Die Pyramiden von Gizeh oder die Tempel von Abu Simbel kennt jeder von Bildern, aber in natura sind sie erst richtig beeindruckend. 

Blick auf die Sphinx und die Pyramiden von Gizeh
Blick auf die Sphinx und die Pyramiden von Gizeh, die zu den sieben antiken Weltwundern zählen. Foto: Robert Harding/Imago

Die Nase der Sphinx, das wissen Asterix-Leser schon lange, hat Obelix ungefähr im Jahr 50 vor Christus unabsichtlich abgetreten. Dem vollschlanken Gallier unterlief das Missgeschick im zweiten Band „Asterix und Kleopatra“, als er auf die Sphinx kletterte.

Nicht sein Gewicht war das Problem, sondern: „Der Schwachpunkt aller Statuen sind die Nasen“, sagt Ägyptologe Fikry Alim über die monumentalen Figuren, die ab 4800 vor Christus in dem Land am Nil geschaffen wurden.

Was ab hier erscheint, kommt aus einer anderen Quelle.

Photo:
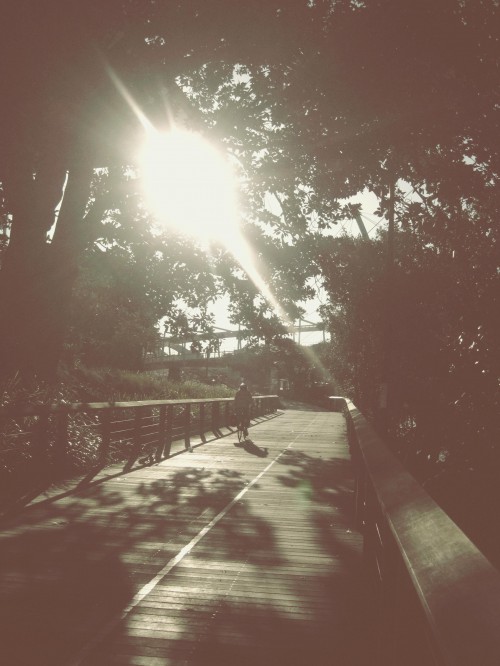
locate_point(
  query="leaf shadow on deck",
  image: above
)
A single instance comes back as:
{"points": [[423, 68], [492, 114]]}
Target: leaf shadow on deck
{"points": [[269, 613], [69, 567]]}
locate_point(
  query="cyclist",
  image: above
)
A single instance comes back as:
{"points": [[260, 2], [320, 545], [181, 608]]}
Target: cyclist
{"points": [[242, 403]]}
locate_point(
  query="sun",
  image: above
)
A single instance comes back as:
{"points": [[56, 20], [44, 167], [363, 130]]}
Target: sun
{"points": [[189, 185]]}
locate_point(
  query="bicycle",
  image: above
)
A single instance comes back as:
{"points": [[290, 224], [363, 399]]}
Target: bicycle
{"points": [[242, 430]]}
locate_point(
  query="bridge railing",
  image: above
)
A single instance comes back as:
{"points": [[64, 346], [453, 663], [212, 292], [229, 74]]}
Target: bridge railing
{"points": [[53, 441], [437, 597]]}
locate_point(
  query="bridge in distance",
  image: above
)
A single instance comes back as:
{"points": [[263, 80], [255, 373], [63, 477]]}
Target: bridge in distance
{"points": [[175, 350]]}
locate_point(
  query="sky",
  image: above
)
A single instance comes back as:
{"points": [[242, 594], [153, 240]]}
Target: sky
{"points": [[369, 204]]}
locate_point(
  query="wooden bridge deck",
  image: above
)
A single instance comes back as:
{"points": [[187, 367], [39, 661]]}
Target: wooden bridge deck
{"points": [[225, 555]]}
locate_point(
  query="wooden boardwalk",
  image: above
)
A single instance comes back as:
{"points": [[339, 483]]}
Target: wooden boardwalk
{"points": [[228, 554]]}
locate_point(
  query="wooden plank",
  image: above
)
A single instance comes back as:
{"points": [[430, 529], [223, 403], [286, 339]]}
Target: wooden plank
{"points": [[270, 572]]}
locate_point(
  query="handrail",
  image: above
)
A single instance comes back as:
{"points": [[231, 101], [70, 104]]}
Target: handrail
{"points": [[438, 596], [48, 438]]}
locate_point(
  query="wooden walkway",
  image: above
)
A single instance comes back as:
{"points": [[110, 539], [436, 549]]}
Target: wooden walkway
{"points": [[228, 554]]}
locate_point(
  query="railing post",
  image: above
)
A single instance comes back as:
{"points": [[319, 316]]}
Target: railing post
{"points": [[202, 422], [105, 437], [168, 431], [187, 426], [161, 433], [136, 442], [215, 418]]}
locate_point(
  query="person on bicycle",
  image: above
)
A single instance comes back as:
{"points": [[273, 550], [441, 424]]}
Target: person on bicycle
{"points": [[242, 403]]}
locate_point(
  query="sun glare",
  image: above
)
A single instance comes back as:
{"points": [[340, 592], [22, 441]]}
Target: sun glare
{"points": [[189, 185]]}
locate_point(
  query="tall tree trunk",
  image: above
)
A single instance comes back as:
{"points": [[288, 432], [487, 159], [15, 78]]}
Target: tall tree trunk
{"points": [[37, 276]]}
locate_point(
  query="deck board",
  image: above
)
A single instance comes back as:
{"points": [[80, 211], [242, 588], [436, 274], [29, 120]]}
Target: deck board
{"points": [[272, 578]]}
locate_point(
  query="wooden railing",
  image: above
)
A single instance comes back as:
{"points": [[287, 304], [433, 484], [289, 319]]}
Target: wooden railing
{"points": [[437, 596], [54, 440]]}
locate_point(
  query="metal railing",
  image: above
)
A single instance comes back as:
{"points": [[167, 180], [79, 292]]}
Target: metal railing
{"points": [[437, 597], [50, 442]]}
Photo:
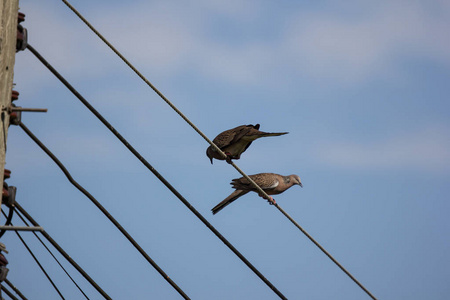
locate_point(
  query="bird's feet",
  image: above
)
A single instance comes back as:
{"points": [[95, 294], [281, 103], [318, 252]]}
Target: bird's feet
{"points": [[228, 159], [272, 201]]}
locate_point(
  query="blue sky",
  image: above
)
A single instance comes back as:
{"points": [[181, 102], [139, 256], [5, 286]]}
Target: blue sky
{"points": [[361, 87]]}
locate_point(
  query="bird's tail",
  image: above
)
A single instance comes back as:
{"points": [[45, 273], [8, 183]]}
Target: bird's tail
{"points": [[273, 133], [236, 194]]}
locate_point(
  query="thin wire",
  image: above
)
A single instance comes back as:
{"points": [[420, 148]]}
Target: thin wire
{"points": [[18, 207], [16, 290], [156, 173], [8, 292], [54, 257], [37, 261], [259, 189], [103, 210], [324, 251]]}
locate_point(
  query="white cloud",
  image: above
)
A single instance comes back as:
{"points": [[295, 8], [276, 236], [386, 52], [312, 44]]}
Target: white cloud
{"points": [[427, 150], [333, 45], [352, 49]]}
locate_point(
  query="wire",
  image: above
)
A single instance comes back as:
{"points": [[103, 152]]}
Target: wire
{"points": [[324, 251], [102, 209], [54, 257], [19, 208], [8, 292], [16, 290], [260, 190], [156, 173], [37, 261]]}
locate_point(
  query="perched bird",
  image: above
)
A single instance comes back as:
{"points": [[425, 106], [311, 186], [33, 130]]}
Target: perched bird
{"points": [[235, 141], [270, 183]]}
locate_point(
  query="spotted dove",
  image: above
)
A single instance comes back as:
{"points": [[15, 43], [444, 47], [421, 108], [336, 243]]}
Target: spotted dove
{"points": [[235, 141], [270, 183]]}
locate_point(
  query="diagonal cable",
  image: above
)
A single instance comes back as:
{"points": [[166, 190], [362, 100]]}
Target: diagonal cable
{"points": [[259, 189], [19, 208], [156, 173], [103, 210], [8, 292], [49, 251], [37, 261]]}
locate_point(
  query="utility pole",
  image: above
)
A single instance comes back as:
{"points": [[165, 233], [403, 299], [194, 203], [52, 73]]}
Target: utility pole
{"points": [[9, 10]]}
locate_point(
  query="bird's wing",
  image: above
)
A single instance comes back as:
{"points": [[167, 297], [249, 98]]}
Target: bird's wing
{"points": [[266, 181]]}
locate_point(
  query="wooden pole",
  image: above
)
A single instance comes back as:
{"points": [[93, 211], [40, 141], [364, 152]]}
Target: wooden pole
{"points": [[9, 10]]}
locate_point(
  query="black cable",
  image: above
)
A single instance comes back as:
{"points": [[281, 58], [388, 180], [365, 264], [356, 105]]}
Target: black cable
{"points": [[8, 220], [19, 208], [39, 264], [103, 210], [207, 140], [54, 257], [16, 290], [7, 292], [156, 173]]}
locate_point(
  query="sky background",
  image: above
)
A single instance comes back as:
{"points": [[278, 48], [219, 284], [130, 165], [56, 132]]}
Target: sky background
{"points": [[361, 87]]}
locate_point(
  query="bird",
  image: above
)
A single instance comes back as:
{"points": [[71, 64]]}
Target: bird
{"points": [[271, 183], [235, 141]]}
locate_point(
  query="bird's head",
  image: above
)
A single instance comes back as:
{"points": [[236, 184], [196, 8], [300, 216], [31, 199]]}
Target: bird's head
{"points": [[296, 180], [209, 153]]}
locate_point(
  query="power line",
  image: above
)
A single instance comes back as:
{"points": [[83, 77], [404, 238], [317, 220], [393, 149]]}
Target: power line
{"points": [[38, 263], [103, 210], [7, 292], [54, 257], [324, 251], [259, 189], [156, 173], [19, 208]]}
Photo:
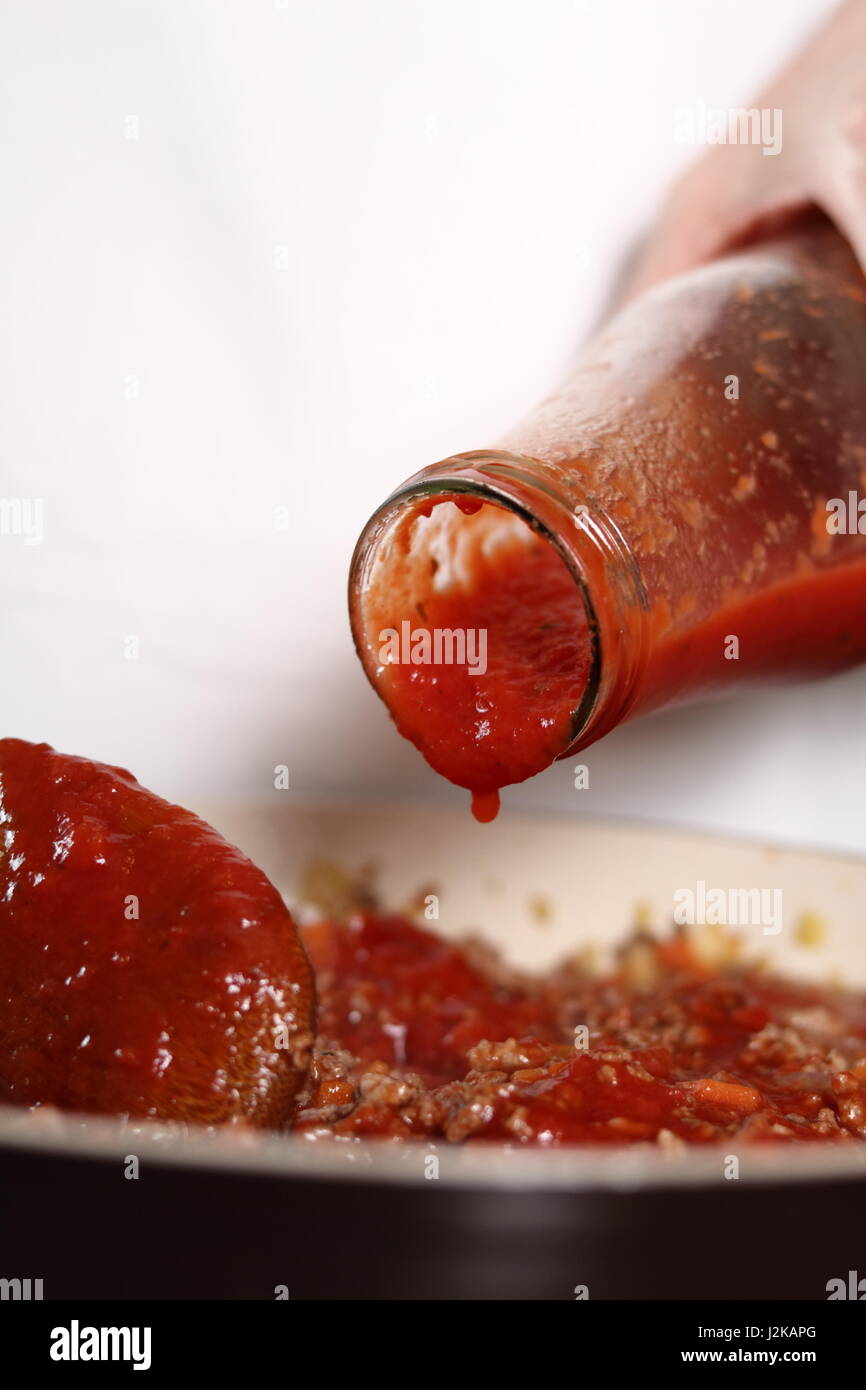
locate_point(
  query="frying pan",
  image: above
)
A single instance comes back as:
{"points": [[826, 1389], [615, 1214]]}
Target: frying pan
{"points": [[230, 1215]]}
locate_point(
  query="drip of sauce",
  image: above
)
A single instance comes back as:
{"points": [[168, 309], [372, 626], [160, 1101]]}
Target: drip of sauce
{"points": [[485, 805]]}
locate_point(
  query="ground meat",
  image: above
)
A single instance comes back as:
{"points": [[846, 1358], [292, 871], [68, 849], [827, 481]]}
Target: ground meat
{"points": [[424, 1039]]}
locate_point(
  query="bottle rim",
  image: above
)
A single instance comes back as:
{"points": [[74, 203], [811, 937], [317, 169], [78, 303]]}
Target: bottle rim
{"points": [[590, 542]]}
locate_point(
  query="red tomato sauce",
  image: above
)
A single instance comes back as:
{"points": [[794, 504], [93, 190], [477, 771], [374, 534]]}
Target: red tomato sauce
{"points": [[426, 1039], [503, 724]]}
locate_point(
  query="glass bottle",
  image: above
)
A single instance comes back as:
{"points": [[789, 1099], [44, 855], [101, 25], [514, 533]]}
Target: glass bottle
{"points": [[697, 483]]}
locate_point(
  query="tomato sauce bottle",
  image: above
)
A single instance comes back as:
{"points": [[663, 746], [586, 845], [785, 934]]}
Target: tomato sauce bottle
{"points": [[683, 514]]}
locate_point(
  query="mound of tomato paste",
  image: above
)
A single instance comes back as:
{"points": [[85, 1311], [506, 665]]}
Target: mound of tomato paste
{"points": [[146, 966]]}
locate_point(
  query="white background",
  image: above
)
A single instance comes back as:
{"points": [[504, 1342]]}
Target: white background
{"points": [[263, 255]]}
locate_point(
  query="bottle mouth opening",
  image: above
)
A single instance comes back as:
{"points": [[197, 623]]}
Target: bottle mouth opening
{"points": [[480, 569]]}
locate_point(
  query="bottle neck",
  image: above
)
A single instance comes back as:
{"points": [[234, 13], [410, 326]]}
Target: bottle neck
{"points": [[605, 573]]}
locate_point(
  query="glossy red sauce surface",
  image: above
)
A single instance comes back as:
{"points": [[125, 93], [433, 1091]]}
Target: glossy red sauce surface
{"points": [[146, 966], [423, 1039], [484, 731]]}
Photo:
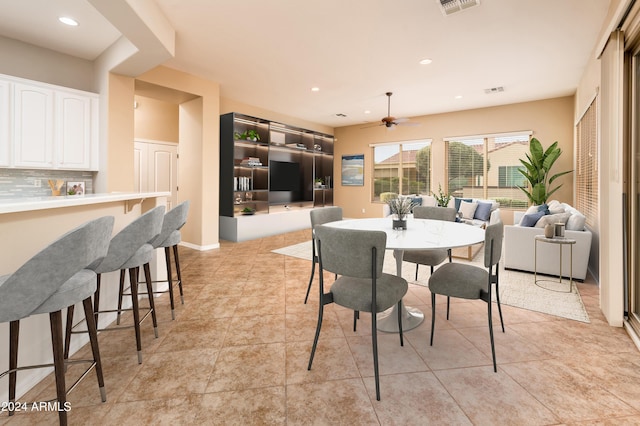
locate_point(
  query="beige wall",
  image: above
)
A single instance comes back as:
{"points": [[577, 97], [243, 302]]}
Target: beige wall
{"points": [[155, 119], [199, 141], [34, 63], [550, 120]]}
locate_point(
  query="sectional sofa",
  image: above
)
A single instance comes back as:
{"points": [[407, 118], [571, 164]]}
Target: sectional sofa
{"points": [[519, 242]]}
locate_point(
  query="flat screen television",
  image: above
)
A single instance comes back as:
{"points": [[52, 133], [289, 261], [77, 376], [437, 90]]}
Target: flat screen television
{"points": [[284, 176]]}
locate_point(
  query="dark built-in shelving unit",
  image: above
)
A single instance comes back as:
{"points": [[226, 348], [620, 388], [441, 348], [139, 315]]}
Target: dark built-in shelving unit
{"points": [[275, 171]]}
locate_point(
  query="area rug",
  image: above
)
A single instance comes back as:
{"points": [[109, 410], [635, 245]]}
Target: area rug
{"points": [[516, 288]]}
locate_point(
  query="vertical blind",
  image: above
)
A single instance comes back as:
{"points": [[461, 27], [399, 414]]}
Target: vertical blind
{"points": [[587, 165]]}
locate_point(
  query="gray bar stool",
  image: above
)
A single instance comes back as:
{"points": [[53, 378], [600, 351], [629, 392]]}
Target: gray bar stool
{"points": [[168, 239], [52, 280], [129, 249]]}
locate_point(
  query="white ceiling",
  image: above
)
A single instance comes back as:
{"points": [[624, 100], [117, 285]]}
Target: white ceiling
{"points": [[270, 53]]}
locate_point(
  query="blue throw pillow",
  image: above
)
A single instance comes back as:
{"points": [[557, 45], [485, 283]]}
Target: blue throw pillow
{"points": [[483, 211], [544, 208], [460, 200], [531, 219]]}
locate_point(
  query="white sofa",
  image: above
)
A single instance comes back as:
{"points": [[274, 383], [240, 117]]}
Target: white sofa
{"points": [[519, 246], [488, 217]]}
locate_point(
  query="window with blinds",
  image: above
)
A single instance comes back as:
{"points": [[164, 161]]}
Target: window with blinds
{"points": [[586, 173], [402, 168], [488, 167]]}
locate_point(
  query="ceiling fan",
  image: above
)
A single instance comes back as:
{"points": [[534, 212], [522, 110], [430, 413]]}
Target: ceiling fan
{"points": [[389, 121]]}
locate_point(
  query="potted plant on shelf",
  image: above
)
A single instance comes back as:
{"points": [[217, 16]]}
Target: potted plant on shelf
{"points": [[442, 198], [400, 207], [250, 135], [537, 171]]}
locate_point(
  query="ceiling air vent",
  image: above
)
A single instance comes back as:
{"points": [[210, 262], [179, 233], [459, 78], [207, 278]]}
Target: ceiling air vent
{"points": [[452, 6], [494, 90]]}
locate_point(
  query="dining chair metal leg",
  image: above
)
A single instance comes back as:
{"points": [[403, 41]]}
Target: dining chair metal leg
{"points": [[317, 336], [400, 323], [433, 315], [493, 348], [133, 281], [120, 294], [374, 344], [314, 260]]}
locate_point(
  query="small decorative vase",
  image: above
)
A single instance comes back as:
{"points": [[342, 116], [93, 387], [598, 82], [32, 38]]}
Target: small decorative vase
{"points": [[399, 223], [549, 231]]}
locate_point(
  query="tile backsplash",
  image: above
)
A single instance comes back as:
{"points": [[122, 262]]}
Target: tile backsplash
{"points": [[16, 183]]}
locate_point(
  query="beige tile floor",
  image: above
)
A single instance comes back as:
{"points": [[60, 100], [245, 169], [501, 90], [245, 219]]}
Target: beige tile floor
{"points": [[238, 350]]}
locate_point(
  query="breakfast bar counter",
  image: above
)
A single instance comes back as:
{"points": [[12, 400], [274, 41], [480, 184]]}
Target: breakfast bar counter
{"points": [[27, 225]]}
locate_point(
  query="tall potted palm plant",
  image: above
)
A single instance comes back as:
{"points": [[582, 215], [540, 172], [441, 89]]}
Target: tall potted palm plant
{"points": [[537, 171]]}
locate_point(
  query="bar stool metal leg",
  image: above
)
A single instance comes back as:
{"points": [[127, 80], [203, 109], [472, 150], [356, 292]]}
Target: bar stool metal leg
{"points": [[178, 272], [55, 318], [167, 256], [14, 332]]}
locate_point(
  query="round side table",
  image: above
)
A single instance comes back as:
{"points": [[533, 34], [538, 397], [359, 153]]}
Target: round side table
{"points": [[560, 241]]}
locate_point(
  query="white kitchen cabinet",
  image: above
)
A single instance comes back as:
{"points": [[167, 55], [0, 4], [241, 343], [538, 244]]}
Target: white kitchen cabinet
{"points": [[5, 147], [74, 138], [47, 127], [32, 126]]}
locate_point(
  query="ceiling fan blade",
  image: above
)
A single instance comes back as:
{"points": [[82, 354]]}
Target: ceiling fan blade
{"points": [[372, 125], [409, 123]]}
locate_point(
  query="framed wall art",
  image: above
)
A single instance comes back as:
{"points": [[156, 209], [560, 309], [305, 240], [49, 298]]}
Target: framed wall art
{"points": [[353, 170]]}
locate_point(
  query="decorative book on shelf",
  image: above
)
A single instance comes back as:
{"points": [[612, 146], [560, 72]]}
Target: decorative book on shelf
{"points": [[250, 161]]}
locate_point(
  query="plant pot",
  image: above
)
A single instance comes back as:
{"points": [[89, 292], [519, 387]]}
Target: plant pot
{"points": [[549, 231], [399, 223]]}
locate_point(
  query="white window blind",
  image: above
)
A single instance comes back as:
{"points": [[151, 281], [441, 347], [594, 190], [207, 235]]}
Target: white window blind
{"points": [[402, 168], [587, 165], [487, 167]]}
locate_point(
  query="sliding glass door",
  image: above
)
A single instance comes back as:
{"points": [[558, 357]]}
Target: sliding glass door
{"points": [[633, 202]]}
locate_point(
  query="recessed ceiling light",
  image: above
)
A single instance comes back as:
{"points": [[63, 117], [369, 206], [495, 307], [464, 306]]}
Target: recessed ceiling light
{"points": [[68, 21]]}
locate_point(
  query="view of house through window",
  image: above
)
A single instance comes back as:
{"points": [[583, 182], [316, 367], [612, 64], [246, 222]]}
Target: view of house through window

Die alten Ägypter wussten um die drei Schwachpunkte ihrer steinernen Pharaonen und Götter, aber für Hals und Hände hatten die Baumeister Lösungen: „Die Darstellungen haben immer Bärte, um den Nacken zu stabilisieren. Und in die Hände gab man den Pharaonen Papyrus und Stempel als Zeichen ihrer Macht“, erläutert Reiseführer Alim.

Der große Tempel von Abu Simbel
Der große Tempel von Abu Simbel mit den vier überlebensgroßen Steinstatuen von Ramses II. zählt zu den großen Besucher-Attraktionen Ägyptens. Er befindet sich im Süden des Landes, am Nassersee. Foto: Robert Harding/Imago

Die Steinmetze waren gleichzeitig Schönheitschirurgen. Ramses II. beispielsweise ließ seine Hakennase durch eine schönere ersetzen, weil die Ägypter glaubten, dass man im Jenseits so aussehe, wie es die Figuren zeigen.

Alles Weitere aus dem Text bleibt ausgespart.